Há um conto de Clarice Lispector, não lembro
o nome, em que depois de mil complicações uma menina consegue para ler
Reinações de Narizinho, de Monteiro Lobato. E lá pelas tantas, deslumbrada com
o livro, ela diz: “Era um livro para viver dentro dele”. São raros os livros
assim que você possa morar um pouco dentro, como uma outra vida paralela.
Conheço poucos. Alguns são obras-primas, outros não, porque um livro-para-viver-dentro-dele
não é necessariamente um clássico. John Fante, por exemplo, é supermemorável.

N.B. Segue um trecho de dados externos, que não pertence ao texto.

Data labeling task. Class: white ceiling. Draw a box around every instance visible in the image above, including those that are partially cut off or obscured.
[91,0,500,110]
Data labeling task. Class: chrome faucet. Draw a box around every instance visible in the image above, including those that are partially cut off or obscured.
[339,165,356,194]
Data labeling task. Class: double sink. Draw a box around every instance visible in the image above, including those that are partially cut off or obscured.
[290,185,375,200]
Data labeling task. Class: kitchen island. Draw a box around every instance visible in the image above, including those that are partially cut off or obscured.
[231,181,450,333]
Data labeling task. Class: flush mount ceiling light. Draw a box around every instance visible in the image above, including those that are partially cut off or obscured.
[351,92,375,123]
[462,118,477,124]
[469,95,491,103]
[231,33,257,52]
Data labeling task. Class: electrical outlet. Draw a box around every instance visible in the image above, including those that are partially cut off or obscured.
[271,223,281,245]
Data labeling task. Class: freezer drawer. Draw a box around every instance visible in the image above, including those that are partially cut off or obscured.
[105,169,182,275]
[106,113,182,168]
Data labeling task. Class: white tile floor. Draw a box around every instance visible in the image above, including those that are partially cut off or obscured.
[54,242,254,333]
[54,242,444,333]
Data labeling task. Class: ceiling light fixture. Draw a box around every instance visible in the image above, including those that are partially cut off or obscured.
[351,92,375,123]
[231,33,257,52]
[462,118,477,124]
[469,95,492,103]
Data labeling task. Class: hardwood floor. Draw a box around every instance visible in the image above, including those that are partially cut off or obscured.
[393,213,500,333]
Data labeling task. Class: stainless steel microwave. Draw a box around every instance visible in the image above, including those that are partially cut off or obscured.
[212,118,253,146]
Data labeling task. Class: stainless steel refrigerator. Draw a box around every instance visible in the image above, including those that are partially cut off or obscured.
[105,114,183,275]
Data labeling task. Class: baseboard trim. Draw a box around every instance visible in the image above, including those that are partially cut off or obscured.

Um livro assim tem qualidades meio imperceptíveis, um jeito de puxar você para
dentro dele e misturar na sua própria vida. Tenho uma amiga que está morando,
há meses, dentro da série Duna, de Frank Herbert. Talvez esses livros ofereçam,
pura e simplesmente, aquilo que o velho Roland Barthes chamava de o prazer do
texto.
Sempre achei Garcia Márquez uma delícia,
antes do Nobel, desde que morei meses dentro de Cem Anos de Solidão. Anos
depois, pirei muito com Crônica de Uma Morte Anunciada – li, reli, tresli e até
hoje acho que talvez seja seu melhor livro. É simplesmente perfeito, só que não
é um-livro-para-se-morar. Já O Amor Nos Tempos do Cólera é plenamente
habitável: cheio de cheiros (já começa com um, o de amêndoas amargas, que
lembra “amores contrariados”), de cores, de formas. É folhetinesco no melhor
sentido: você torce, se envolve, se comove. Um certo toque folhetinesco talvez
seja característica dos livros memoráveis (O Tempo e o Vento, de Érico
Veríssimo, por exemplo, ou Jane Eyre, de Charlotte Bronte): humaniza e alivia
as experimentações geladas. Reconforta. Como uma chá.
Pode ser que O Amor não esteja à altura dos
dois outros que citei. Mas um-livro-de-se-morar-dentro também tem essa
característica: a gente não se importa nem um pouco com ele ser ou não
grandioso. Mas no final de cada dia desumanizado, achei um presente poder
rebater a dose diária de cinismo e atordoamento com o fiel amor de Florentino
Ariza por Fermina Daza. Como quando criança mergulhava nas Mil e Uma Noites, ou
naqueles Monteiros Lobatos de que Clarice falava. Para que pedir mais? Quero
ser cada vez mais simples. Mais burro até. Só para sentir mais vezes esse
gostinho raro: o prazer. Do texto e da vida.